The 2018 Faculty Research Awards recognize 20 scholars

UO researchers and scholars examining everything from Angkorian stoneware ceramics to Caribbean women healers to saxophone music have received Faculty Research Awards for 2018.

In all, 20 researchers in disciplines ranging from anthropology to cinema studies to product design received the awards, which are distributed annually by the Office of the Vice President for Research and Innovation. Designed to stimulate promising research and scholarly activity, the awards support scholarship, creative projects and quantitative or qualitative research from all disciplinary backgrounds.

Awards went to researchers and scholars in ethnic studies, philosophy, creative writing, physics, psychology, special education and clinical sciences and other fields.

Faculty members receive up to $5,500 for research expenses during the coming fiscal year, including travel, equipment, supplies, contractual services, shared facility use, graduate or undergraduate student effort, or stipends during the summer months.

Award applications were open to all faculty members with a rank of assistant professor or above, as well as full-time, non-tenure-track faculty members engaged in substantial research. A committee of UO faculty members appointed by the University Senate provided peer review of the intellectual merit of the proposals and furnished their recommendations. The final award decisions were made by the vice president for research and innovation.

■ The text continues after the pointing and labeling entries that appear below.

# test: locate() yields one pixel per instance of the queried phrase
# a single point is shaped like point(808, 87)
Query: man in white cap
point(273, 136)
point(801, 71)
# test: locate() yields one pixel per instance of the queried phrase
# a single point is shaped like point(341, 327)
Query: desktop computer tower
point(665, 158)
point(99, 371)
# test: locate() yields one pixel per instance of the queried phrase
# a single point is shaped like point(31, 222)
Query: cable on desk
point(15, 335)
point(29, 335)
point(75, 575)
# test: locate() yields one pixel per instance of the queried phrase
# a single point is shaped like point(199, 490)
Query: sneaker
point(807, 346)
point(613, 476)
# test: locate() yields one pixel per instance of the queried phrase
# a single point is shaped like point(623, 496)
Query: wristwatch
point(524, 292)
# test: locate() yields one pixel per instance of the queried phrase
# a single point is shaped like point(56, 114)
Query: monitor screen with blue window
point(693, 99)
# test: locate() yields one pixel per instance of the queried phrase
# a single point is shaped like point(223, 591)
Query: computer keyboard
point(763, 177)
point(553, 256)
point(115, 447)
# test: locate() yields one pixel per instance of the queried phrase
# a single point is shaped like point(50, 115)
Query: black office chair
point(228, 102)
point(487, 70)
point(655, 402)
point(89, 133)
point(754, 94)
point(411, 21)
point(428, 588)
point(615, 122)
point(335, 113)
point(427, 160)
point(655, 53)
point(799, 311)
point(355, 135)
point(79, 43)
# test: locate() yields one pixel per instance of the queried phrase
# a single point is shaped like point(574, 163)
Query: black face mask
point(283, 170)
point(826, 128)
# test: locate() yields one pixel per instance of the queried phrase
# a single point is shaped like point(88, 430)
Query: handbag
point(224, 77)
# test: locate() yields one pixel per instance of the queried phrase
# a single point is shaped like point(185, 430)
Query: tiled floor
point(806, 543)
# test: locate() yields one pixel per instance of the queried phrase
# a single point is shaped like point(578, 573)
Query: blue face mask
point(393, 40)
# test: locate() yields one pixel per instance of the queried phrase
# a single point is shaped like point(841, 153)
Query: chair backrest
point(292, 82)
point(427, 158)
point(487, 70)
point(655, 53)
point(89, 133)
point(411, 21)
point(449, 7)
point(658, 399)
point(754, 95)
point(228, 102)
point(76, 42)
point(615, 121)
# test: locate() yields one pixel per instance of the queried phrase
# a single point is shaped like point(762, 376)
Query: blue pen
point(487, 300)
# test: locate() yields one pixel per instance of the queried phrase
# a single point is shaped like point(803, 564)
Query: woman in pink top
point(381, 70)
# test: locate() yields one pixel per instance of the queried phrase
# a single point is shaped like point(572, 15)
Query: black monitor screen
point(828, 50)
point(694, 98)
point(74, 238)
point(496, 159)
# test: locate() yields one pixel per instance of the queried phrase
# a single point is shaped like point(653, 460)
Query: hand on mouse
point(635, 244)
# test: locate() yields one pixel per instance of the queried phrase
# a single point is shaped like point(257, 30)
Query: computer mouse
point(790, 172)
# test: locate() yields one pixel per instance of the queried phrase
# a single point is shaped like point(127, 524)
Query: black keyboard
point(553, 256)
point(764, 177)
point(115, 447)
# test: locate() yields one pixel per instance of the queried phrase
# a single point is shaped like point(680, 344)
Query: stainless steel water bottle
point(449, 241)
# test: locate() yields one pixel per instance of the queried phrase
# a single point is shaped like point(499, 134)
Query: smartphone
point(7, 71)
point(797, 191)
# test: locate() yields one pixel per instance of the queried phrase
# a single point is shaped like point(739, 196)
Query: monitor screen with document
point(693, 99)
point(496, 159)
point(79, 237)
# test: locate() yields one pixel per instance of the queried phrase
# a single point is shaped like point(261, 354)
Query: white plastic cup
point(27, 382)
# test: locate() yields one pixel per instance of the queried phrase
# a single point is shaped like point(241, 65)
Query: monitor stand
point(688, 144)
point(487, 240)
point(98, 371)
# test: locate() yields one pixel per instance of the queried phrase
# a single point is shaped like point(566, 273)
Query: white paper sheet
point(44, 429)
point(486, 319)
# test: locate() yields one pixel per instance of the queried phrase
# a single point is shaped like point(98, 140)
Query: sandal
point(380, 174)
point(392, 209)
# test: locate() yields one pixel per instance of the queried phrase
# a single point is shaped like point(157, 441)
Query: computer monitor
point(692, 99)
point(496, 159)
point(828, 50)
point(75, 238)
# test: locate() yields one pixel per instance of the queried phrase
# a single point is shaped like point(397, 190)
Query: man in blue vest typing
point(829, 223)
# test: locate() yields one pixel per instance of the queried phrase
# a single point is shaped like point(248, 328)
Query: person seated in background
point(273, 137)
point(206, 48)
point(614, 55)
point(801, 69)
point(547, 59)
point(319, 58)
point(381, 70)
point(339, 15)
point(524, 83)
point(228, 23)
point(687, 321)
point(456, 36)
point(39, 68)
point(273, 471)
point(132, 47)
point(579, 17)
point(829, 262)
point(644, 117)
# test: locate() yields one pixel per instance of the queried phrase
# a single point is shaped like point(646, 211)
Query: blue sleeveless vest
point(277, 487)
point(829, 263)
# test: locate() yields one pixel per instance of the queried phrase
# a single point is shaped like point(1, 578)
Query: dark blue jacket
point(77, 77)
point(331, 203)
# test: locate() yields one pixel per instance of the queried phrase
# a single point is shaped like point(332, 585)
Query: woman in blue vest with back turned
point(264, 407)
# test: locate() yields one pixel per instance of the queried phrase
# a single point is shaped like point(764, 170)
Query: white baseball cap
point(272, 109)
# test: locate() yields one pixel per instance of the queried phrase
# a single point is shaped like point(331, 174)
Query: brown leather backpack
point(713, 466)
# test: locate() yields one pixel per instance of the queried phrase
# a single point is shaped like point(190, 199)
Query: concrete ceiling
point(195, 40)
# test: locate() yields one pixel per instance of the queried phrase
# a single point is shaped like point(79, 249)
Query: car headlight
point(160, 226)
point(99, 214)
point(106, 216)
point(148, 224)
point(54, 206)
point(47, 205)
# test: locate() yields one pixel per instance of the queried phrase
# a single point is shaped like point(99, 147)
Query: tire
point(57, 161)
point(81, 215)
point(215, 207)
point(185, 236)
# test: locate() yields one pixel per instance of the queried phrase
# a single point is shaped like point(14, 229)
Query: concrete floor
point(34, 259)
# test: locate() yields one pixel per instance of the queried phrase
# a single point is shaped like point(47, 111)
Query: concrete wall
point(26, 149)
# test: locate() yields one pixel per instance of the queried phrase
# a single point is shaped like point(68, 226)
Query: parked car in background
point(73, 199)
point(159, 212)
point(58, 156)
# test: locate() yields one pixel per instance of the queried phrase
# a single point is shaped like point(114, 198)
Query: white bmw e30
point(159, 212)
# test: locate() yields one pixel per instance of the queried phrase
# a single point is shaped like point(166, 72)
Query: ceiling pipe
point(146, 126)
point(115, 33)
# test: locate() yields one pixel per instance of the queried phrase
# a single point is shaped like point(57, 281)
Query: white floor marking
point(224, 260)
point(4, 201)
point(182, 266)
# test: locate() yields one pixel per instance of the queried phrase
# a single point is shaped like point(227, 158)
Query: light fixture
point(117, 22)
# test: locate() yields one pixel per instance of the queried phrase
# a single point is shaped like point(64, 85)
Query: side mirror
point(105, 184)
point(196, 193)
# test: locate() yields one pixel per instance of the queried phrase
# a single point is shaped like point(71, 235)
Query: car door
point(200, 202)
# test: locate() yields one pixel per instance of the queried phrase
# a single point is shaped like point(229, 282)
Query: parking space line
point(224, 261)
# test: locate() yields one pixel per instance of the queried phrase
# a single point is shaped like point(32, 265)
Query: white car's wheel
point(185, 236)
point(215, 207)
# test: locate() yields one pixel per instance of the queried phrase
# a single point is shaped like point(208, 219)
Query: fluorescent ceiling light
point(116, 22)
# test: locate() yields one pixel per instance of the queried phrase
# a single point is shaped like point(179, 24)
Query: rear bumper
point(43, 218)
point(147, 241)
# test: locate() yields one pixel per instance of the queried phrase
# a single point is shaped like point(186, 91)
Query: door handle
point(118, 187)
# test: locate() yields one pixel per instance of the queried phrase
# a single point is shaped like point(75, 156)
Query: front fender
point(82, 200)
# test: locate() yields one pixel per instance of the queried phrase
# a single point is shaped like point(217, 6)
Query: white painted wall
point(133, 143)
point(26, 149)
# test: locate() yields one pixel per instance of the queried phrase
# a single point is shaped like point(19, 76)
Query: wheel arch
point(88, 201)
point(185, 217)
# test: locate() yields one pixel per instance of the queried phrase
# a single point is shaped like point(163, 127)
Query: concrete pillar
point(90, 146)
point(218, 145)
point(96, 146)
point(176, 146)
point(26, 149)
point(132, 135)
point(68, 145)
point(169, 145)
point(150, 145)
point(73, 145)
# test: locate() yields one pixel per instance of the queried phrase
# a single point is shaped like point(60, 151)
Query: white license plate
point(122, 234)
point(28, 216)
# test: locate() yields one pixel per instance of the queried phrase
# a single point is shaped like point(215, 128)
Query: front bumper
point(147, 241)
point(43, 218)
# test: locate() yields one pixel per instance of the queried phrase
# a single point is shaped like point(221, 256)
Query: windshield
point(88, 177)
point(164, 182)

The 2018 Faculty Research Award recipients:

  • Mary Wood, professor, Department of English, and Kristin Yarris, assistant professor, Department of International Studies, “From Forced Treatment to Peer-Led Recovery: Expertise and Authority in the Past, Present, and Future of Oregon Mental Health Care.”
  • Lynn Stephen, professor, Department of Anthropology, “Achieving Justice: Gendered Violence, Displacement, and Legal Access in Guatemala and the U.S.”
  • Daniel Steinhart, assistant professor, Department of Cinema Studies, “Hollywood in Mexico: Cross-Border Production, Style, and Genre.”
  • Susan Sokolowski, associate professor, Department of Product Design, “Portable 3D Hand and Foot Scanning: How a New Method of Anthropometric Data Collection Can Inform Glove and Footwear Design for Female Firefighters.”
  • Idit Shner, associate professor, School of Music and Dance, “Recording of New Music for Saxophone.”
  • Stephanie Shire, assistant professor, Department of Special Education and Clinical Sciences, “Community Partnered Pilot Development of a Mobile Health Assessment for Caregivers of Young Children with Autism.”
  • Laura Pulido, professor, Department of Ethnics Studies, “Reframing U.S. Historical Geography through White Supremacy and Cultural Memory.”
  • Kate Mondloch, professor, Department of the History of Art and Architecture, “Look: Attention, Perception, and Contemplation in New Media Art (1960-Present).”
  • Ernesto Martinez, associate professor, Department of Ethnic Studies, “La Serenata.”
  • Ana-Maurine Lara, assistant professor, Department of Anthropology, and Alai Reyes-Santos, associate professor, Department of Ethnic Studies, “Caribbean Women Healers: Decolonizing Knowledge within Afro-Indigenous Traditions.”
  • Colin Koopman, associate professor, Department of Philosophy, “How We Became Our Data: A Genealogy of the Informational Person.”
  • Ocean Howell, associate professor, Clark Honors College, “Imagined San Francisco: A Collaboration with Stanford University’s Center or Spatial and Textual Analysis.”
  • Nicole Giuliani, assistant professor, Department of Special Education and Clinical Sciences, “Unique Contribution of Parenting Behaviors to Preschooler Self-Regulation and Associated Outcomes.”
  • Gerald Gast, associate professor, Department of Architecture, “The Architecture of Public Schools in Marginalized Neighborhoods of Columbia.”
  • Mai-Lin Cheng, assistant professor, Clarks Honors College, “Autotopography: Place and Commonplace in Romanticism and After.”
  • Marjorie Celona, assistant professor, Creative Writing Program, “Be on My Side: A Novel.”
  • Alison Carter, assistant professor, Department of Anthropology, “From Kiln to Kitchen: Tracing the Consumption Patterns of Angkorian Stoneware Ceramics using Neutron Activation Analysis.”
  • Mayra Bottaro, assistant professor, Department of Romance Languages, “Scrambled Messages: Telegraphic Poetics and the New Atlantic Language.”
  • Greg Bothun, professor, Department of Physics, “Are Baryons Removed from Galaxies?”
  • Dare Baldwin, professor, Department of Psychology, “Harnessing Pupillometry to Monitor Infants’ Auditory Health.”